Frydenberg backed Taylor’s version of events the next day.
“I became aware when he asked me for a meeting,” Frydenberg told Patricia Karvelas on ABC Radio National.
“He was very upfront. And he said that there was a family company which was subject to a compliance issue. And that he had an indirect interest in that company. But he was seeking a meeting on the technical aspects of the listing and in those circumstances, as is appropriate, there would [not] be any discussion of the compliance issue.”
Given the sensitivity one would think there might be a record of this conversation, but under FOI we cannot gain access to any emails, notes or records of meetings where this disclosure might have been recorded because Frydenberg is no longer environment minister.
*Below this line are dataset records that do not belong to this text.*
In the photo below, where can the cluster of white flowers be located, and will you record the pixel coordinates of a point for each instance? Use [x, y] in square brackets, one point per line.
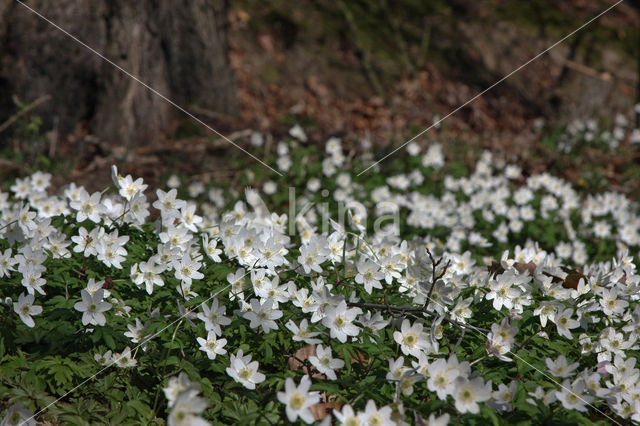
[600, 313]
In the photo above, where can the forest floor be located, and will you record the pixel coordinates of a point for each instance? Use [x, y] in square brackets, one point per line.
[357, 72]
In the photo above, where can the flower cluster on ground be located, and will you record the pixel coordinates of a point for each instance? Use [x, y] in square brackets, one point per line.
[415, 296]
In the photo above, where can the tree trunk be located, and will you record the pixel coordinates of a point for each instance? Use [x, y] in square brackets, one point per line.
[178, 47]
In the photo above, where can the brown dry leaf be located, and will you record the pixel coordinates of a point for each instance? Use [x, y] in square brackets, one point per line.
[301, 354]
[323, 409]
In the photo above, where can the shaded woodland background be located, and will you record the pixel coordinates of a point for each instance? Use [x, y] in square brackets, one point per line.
[375, 69]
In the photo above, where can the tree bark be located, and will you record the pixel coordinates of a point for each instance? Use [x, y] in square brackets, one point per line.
[178, 47]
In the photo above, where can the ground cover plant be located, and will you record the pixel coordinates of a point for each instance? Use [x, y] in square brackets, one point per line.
[424, 294]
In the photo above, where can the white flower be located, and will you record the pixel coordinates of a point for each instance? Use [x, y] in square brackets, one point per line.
[186, 408]
[244, 371]
[167, 201]
[298, 399]
[468, 393]
[348, 417]
[176, 386]
[129, 188]
[411, 338]
[88, 206]
[565, 323]
[572, 397]
[441, 378]
[124, 359]
[136, 332]
[149, 275]
[374, 416]
[211, 248]
[6, 263]
[24, 308]
[339, 320]
[214, 317]
[187, 269]
[212, 346]
[325, 363]
[93, 307]
[369, 275]
[262, 315]
[611, 303]
[302, 332]
[32, 280]
[560, 367]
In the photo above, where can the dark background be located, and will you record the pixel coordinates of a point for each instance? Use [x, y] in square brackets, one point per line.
[377, 69]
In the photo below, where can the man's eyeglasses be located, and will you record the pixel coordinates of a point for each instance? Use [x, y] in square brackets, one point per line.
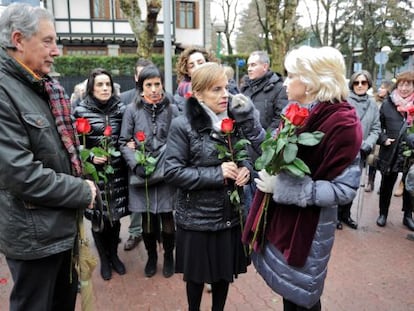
[363, 83]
When the Guardian requested documents under FOI we were were told it was not a valid request.
“As this request seeks documents that relate to previous portfolio responsibilities, not to the treasurer’s portfolio responsibilities or the business or activities of his portfolio agencies, it is not a valid request under the FOI Act,” Frydenberg’s office said.
“A request for documents relating to a minister’s previous portfolio responsibilities is not a request for an ‘official document of a minister’.”
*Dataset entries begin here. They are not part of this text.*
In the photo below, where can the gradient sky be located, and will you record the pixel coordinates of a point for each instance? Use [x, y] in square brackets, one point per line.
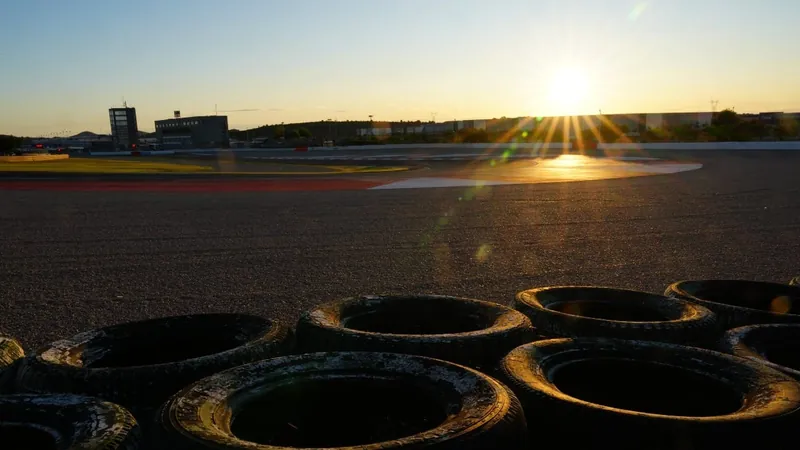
[67, 62]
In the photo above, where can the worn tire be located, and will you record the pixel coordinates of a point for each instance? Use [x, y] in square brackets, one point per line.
[596, 393]
[139, 365]
[775, 345]
[11, 354]
[65, 421]
[576, 311]
[345, 400]
[738, 302]
[471, 332]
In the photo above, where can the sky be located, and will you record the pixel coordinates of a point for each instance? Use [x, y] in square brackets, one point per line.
[66, 63]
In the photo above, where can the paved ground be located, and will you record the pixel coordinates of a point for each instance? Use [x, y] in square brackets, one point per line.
[76, 260]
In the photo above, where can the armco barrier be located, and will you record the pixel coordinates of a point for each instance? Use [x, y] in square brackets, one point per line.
[690, 146]
[28, 158]
[698, 146]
Taylor’s office said: “The FOI Act applies to documents of an agency and official documents of a minister. There is no right of access under the act to documents held by a parliamentarian in their capacity as a member of parliament.”
Taylor’s staff refused to elaborate, but the argument appears to be that if Taylor discussed grasslands with Frydenberg he did so as the member for Hume and not as a minister.
Therefore any documents, if they exist, are outside the scope of the FOI Act, which covers only “official documents of a minister”.
The Guardian will now appeal to the Australian information commissioner – but don’t hold your breath. The understaffed office is taking close to a year to assign a case officer to FOI appeals, let alone decide them.
Meanwhile, where have the records of former sports minister McKenzie and other former ministers gone?
Can we find out which MPs lobbied her in support of sporting clubs in their electorates? What did McKenzie say in reply? Were there instructions from the prime minister’s office about how she should administer the program? Did she keep Morrison informed?
Theoretically these ministerial records, including portfolio-related emails, tweets, WhatsApp messages, diaries, notes etc, must be sent to the national archives.
A spokesman for the archives said that when a minister leaves office after a change of government or resignation, ministerial records, ie records made or received in connection with the minister’s ministerial responsibilities, must be provided.
General Records Authority 38 (GRA38) says these include appointment diaries, final speeches and media statements, daily itinerary papers, official briefings, portfolio-related correspondence, subject files on portfolio business, official tweets and WhatsApp messages, and records of deliberations on official business.
The spokesman said most ministers do not usually lodge their papers directly with the national archives and they must not destroy, otherwise dispose of, or alter a record when leaving office.
Instead they usually send them to departments for safe keeping and review before they are deposited in the archives. Once delivered the Archives Act says they are generally not accessible for 20 years, and possibly longer if they raise security concerns.
As fascinating as the sports rorts and grasslands saga are, the public will no doubt have forgotten by then.
FOI clearly fails to provide the answers, which is why we need a federal integrity body with wide powers that can ask for documents, interview witnesses and make a call about whether an incident raises issues of ministerial conduct or something more serious.
Without it, a reshuffle provides a perfect escape from the sort of accountability that the public expect.